RALEIGH, N.C. (AP) — An advocacy group that sued over redistricting lines in North Carolina told state Supreme Court justices Monday that previous rulings that blocked legislative and congressional district maps as illegal partisan gerrymanders should be left intact.
Common Cause filed a response to Republican General Assembly leaders' request earlier this month that the state's highest court rehear redistricting lawsuits.
In December, when a majority of the seven justices were registered Democrats, the court struck down a state Senate map the legislature drew and upheld congressional boundaries drawn by trial judges but opposed by Republicans. The rulings stemmed from a similar 4-3 decision in February 2022 that declared GOP legislators violated the state constitution by approving lines that deprived Democrats of voting power substantially equal to their support in the state.

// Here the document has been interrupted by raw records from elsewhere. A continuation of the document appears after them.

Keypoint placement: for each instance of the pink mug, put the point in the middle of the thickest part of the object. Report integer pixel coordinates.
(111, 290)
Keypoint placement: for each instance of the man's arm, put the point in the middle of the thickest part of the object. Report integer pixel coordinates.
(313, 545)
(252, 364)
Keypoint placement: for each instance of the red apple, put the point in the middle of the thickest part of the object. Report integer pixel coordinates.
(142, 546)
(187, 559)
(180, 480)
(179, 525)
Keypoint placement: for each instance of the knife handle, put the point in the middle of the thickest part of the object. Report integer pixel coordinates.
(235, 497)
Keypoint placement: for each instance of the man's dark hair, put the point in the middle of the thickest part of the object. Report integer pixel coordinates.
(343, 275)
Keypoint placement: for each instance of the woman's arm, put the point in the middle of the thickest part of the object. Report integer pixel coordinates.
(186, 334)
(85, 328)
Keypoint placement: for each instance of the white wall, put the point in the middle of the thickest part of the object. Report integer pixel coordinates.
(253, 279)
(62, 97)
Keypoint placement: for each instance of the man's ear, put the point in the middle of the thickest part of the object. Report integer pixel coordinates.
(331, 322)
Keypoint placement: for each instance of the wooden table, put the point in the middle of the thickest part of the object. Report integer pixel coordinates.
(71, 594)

Republican legislators argue no such contingency is found in the constitution. With the GOP winning November judicial elections and achieving a majority on the court, Republican legislators asked the court to reconsider those decisions.
Hilary Klein, an attorney for Common Cause, wrote that the rehearing petition is “frivolous." She referred specifically to House Speaker Tim Moore's public statement that another look at the cases was needed because the “people of North Carolina sent a message election day” to reject the ruling of the "outgoing (judicial) majority.”
The petition “is therefore motivated by improper purpose and grossly lacking in the requirements of propriety,” Klein wrote.
Common Cause was one of many plaintiffs in the redistricting lawsuits.
Moore and Senate leader Phil Berger also have separately asked for a rehearing of another Supreme Court decision last month that invalidated a 2018 law requiring photo identification to vote. The GOP leaders contend the proper legal standard was not applied.